Buoy, based out of Boston, functions like a game of 20 questions. Type in a symptom or pick from a basic list of common ones. The app will then ask you detailed questions to drill down into your diagnosis. Questions can range from simple — like how frequently are you coughing — to specific, such as whether you've been around pigs lately (a common question to diagnose swine flu).
Even if a patient may have cancer, Le said, the company made a conscious decision never to diagnose someone with cancer through their app.
“Let’s say you literally had cancer and we said you have cancer. I don’t think that’s a win for anybody here,” Le said. “The benefit of that isn’t that great. You will probably discount it, it’s a computer program. It seems cold. That’s a tough thing to tell somebody. On the downside if you don’t have cancer, you will never trust us again…if you flip it around and say it’s a lung issue requiring a CT scan or biopsy — we’re saying it could be something, this is what you would do to figure it out.”
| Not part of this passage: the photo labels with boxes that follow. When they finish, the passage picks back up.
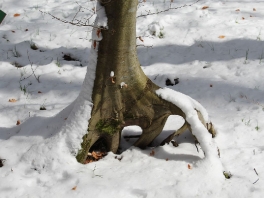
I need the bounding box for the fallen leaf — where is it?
[8,98,17,102]
[92,151,105,160]
[96,29,101,38]
[111,77,115,84]
[149,150,155,156]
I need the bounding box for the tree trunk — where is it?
[77,0,214,163]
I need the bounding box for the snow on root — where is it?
[156,88,224,178]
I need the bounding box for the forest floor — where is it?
[0,0,264,198]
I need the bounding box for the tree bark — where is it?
[77,0,214,163]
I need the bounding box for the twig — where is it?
[136,44,153,48]
[253,178,259,184]
[124,135,141,139]
[194,143,199,153]
[39,10,97,29]
[27,51,40,83]
[137,0,200,18]
[254,168,258,175]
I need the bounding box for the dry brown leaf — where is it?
[96,29,101,38]
[8,98,17,102]
[84,159,94,164]
[149,150,155,156]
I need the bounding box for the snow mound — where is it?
[156,88,223,173]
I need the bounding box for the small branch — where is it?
[27,51,40,83]
[39,10,96,29]
[137,0,200,18]
[253,178,259,184]
[254,168,258,175]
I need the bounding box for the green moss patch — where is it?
[95,119,121,135]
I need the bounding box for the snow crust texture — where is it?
[0,0,264,198]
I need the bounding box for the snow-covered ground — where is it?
[0,0,264,198]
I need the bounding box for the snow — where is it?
[0,0,264,198]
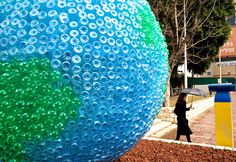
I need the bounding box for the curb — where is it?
[142,137,236,151]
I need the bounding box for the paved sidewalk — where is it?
[146,92,236,145]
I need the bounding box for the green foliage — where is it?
[148,0,235,74]
[0,59,79,161]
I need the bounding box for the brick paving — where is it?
[160,92,236,146]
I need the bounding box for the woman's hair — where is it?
[177,93,187,102]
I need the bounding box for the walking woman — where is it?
[174,93,192,142]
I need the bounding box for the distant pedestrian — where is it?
[174,93,193,142]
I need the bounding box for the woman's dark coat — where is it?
[174,102,193,135]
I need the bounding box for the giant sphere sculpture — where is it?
[0,0,168,161]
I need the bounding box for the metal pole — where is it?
[219,52,222,84]
[184,0,188,88]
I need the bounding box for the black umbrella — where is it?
[181,88,206,97]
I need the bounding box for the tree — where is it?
[148,0,235,106]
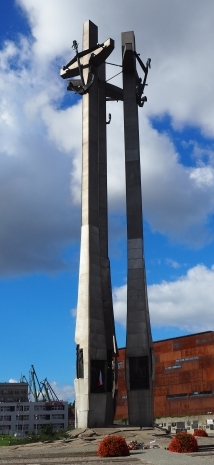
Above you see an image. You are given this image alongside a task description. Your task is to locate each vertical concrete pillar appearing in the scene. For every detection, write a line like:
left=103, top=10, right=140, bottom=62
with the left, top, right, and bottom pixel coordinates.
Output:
left=74, top=21, right=114, bottom=428
left=122, top=32, right=153, bottom=426
left=98, top=63, right=116, bottom=425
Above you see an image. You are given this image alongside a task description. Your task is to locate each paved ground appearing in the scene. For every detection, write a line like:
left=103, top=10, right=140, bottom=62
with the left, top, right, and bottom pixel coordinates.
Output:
left=0, top=427, right=214, bottom=465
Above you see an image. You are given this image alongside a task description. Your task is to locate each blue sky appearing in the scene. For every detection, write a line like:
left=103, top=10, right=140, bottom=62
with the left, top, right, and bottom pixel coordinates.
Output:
left=0, top=0, right=214, bottom=400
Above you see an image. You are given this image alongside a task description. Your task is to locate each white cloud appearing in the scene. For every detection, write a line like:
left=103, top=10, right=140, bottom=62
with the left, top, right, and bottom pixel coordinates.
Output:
left=17, top=0, right=214, bottom=132
left=50, top=381, right=75, bottom=402
left=0, top=0, right=214, bottom=275
left=165, top=258, right=181, bottom=269
left=113, top=265, right=214, bottom=333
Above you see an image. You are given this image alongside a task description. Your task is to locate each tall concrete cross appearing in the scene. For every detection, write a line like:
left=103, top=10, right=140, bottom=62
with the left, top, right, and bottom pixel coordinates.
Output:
left=122, top=32, right=154, bottom=426
left=61, top=21, right=153, bottom=428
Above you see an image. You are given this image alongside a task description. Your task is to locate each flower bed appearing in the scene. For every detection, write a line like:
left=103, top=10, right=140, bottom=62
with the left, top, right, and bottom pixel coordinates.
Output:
left=193, top=428, right=208, bottom=438
left=168, top=433, right=198, bottom=453
left=97, top=436, right=130, bottom=457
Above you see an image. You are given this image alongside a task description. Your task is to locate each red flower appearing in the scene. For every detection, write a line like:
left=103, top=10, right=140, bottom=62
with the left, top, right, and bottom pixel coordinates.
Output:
left=97, top=436, right=129, bottom=457
left=169, top=433, right=198, bottom=453
left=193, top=428, right=208, bottom=438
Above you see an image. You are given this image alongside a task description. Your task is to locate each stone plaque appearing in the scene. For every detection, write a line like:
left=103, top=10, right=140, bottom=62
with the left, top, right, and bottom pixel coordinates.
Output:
left=91, top=360, right=106, bottom=394
left=129, top=355, right=149, bottom=390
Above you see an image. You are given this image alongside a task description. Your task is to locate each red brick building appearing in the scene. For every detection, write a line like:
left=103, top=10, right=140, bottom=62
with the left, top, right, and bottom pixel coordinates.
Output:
left=115, top=331, right=214, bottom=419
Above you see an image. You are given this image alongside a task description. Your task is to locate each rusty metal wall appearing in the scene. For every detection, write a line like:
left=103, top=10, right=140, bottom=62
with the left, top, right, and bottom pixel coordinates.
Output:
left=115, top=331, right=214, bottom=419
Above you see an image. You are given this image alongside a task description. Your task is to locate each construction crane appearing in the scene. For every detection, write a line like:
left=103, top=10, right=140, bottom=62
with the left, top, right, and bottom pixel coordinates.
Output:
left=29, top=365, right=46, bottom=402
left=20, top=365, right=59, bottom=402
left=40, top=378, right=59, bottom=402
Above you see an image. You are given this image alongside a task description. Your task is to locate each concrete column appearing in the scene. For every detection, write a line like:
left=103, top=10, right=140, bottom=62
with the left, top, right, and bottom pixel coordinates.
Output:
left=74, top=21, right=114, bottom=428
left=122, top=32, right=153, bottom=426
left=75, top=21, right=107, bottom=428
left=98, top=63, right=116, bottom=425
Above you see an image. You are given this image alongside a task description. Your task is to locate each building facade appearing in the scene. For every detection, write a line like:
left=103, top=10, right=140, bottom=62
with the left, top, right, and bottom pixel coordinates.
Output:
left=0, top=398, right=68, bottom=437
left=116, top=331, right=214, bottom=429
left=0, top=383, right=28, bottom=402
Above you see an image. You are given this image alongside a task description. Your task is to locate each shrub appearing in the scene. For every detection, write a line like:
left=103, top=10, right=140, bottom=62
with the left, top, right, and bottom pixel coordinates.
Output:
left=97, top=436, right=129, bottom=457
left=193, top=428, right=208, bottom=438
left=168, top=433, right=198, bottom=453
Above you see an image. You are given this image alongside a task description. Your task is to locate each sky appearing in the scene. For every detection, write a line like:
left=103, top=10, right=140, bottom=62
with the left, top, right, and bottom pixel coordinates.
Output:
left=0, top=0, right=214, bottom=400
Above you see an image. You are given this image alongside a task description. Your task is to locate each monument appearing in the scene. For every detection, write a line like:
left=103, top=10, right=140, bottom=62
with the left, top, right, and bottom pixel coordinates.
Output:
left=122, top=32, right=154, bottom=426
left=60, top=21, right=153, bottom=428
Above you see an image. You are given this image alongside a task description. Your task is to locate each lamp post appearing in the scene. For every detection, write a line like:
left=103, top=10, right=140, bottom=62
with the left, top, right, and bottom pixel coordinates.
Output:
left=35, top=415, right=38, bottom=435
left=16, top=400, right=23, bottom=436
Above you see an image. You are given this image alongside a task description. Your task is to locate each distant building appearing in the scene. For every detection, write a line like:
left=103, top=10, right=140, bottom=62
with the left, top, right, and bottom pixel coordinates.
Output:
left=0, top=383, right=28, bottom=402
left=0, top=398, right=68, bottom=437
left=115, top=331, right=214, bottom=429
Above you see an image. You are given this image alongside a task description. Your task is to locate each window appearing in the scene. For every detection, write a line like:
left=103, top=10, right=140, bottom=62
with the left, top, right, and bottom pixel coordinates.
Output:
left=166, top=393, right=188, bottom=400
left=190, top=391, right=213, bottom=397
left=129, top=355, right=149, bottom=390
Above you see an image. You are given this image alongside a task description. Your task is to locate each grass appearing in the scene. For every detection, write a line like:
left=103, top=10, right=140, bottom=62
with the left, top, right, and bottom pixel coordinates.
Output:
left=0, top=425, right=72, bottom=447
left=0, top=434, right=18, bottom=447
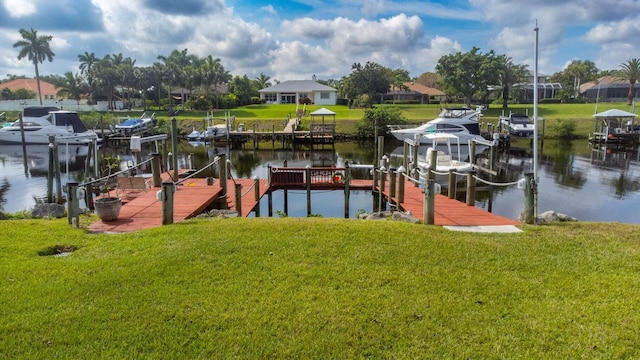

The program was created starting in 2013, with the help from Warner Slack, a Harvard Medical School professor who is known as the “father of cyber medicine,” and Ryan Adams, a Harvard School of Engineering professor who is an expert in machine learning.
The application is free to use for patients. The app will eventually make money by partnering with insurance companies, hospitals, pharmaceutical companies and doctors offices to help direct patients to follow up care or to promote certain products once they have a diagnosis.
The nine-person company is working on raising another round of funding now, and is hoping to cover 1 million lives — either through users or users entering symptoms on behalf of a family member.
As of Aug. 1, the beta version already had 4,100 users that have used the app 8,500 times.
Le hopes to include a more personalized interface that will remember that you told it you don’t smoke, or that will email you days after you enter your symptoms to check in on you and further narrow down a diagnosis. Beyond that, the company is looking to broadening its diagnosis set to encompass more benign conditions, such as eye twitching. The goal is to carve out a sliver of the 70.4 million hits Web MD receives from organic searches, and the 206 million unique visitors the site receives every month.
Eventually, Le envisions partnering with insurers to integrate their information and data with theirs.
“Let’s say you could take a picture of your card,” Le said. “If we know that information, we could show you the types of doctors you can see, how much they are, who is in network or out. This is the front line.”